Thursday, September 4, 2008

A Look At the Specs ...

(warning: GCC internals ahead. For ye who wishes to stay sane, stay away, stay very far away)

Part of the major changes hardy->intrepid was the inclusion of hardening configurations in GCC. This was originally handled via a script called hardening-wrapper, which using the alternates system to replace GCC with a wrapper script, which passed a variety of options (see the wiki for the full list) and was controllable via environmental variables.

After intrepid, all of these options (aside from PIE) was moved into GCC specifically via the spec mechanism. For those unaware, GCC (and binutils) is essentially several smaller programs, such as the C preprocessor, cc1, assembler, linker, etc. The specs strings is essentially a rules system that controls the arguements to each of these mini programs. Lets take a more specific look at these strings. You can view the gcc specs can be viewed with gcc -dumpspecs

(Ubuntu GCC 4.3.1 Intrepid Alpha, for beverity sake, here's just a small section)

*cpp_unique_options:
%{C|CC:%{!E:%eGCC does not support -C or -CC without -E}} %{!Q:-quiet} %{nostdinc*} %{C} %{CC} %{v} %{I*&F*} %{P} %I %{MD:-MD %{!o:%b.d}%{o*:%.d%*}} %{MMD:-MMD %{!o:%b.d}%{o*:%.d%*}} %{M} %{MM} %{MF*} %{MG} %{MP} %{MQ*} %{MT*} %{!E:%{!M:%{!MM:%{!MT:%{!MQ:%{MD|MMD:%{o*:-MQ %*}}}}}}} %{remap} %{g3|ggdb3|gstabs3|gcoff3|gxcoff3|gvms3:-dD} %{H} %C %{D*&U*&A*} %{i*} %Z %i %{fmudflap:-D_MUDFLAP -include mf-runtime.h} %{fmudflapth:-D_MUDFLAP -D_MUDFLAPTH -include mf-runtime.h} %{!D_FORTIFY_SOURCE:%{!D_FORTIFY_SOURCE=*:%{!U_FORTIFY_SOURCE:-D_FORTIFY_SOURCE=2}}} %{E|M|MM:%W{o*}}

While this appears to a load of messy strings, it defines the command line arguements GCC accepts, and what it does. The last section for instance was added in Ubuntu to add the FORTIFY_SOURCE defines, as well as include the offswitch for it. Adding the PIE switch would be done under the cc1 section which is what handles the PIE processing, in a similar mechanism. This way, we can apply PIE to every package, and then manually add -fno-PIE on any package that requires it to be disabled.

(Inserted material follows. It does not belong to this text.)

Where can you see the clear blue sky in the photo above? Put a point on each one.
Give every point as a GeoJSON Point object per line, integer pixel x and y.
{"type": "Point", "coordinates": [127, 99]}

This is a quick overview of specs, and I hope you learned something by reading it, and understanding how this will be done.

1 comment:

Chris Rohlf said...

Keep the posts coming. I have been looking forward to these changes in Ubuntu for awhile. Also you might want to add your email address to your blog somewhere.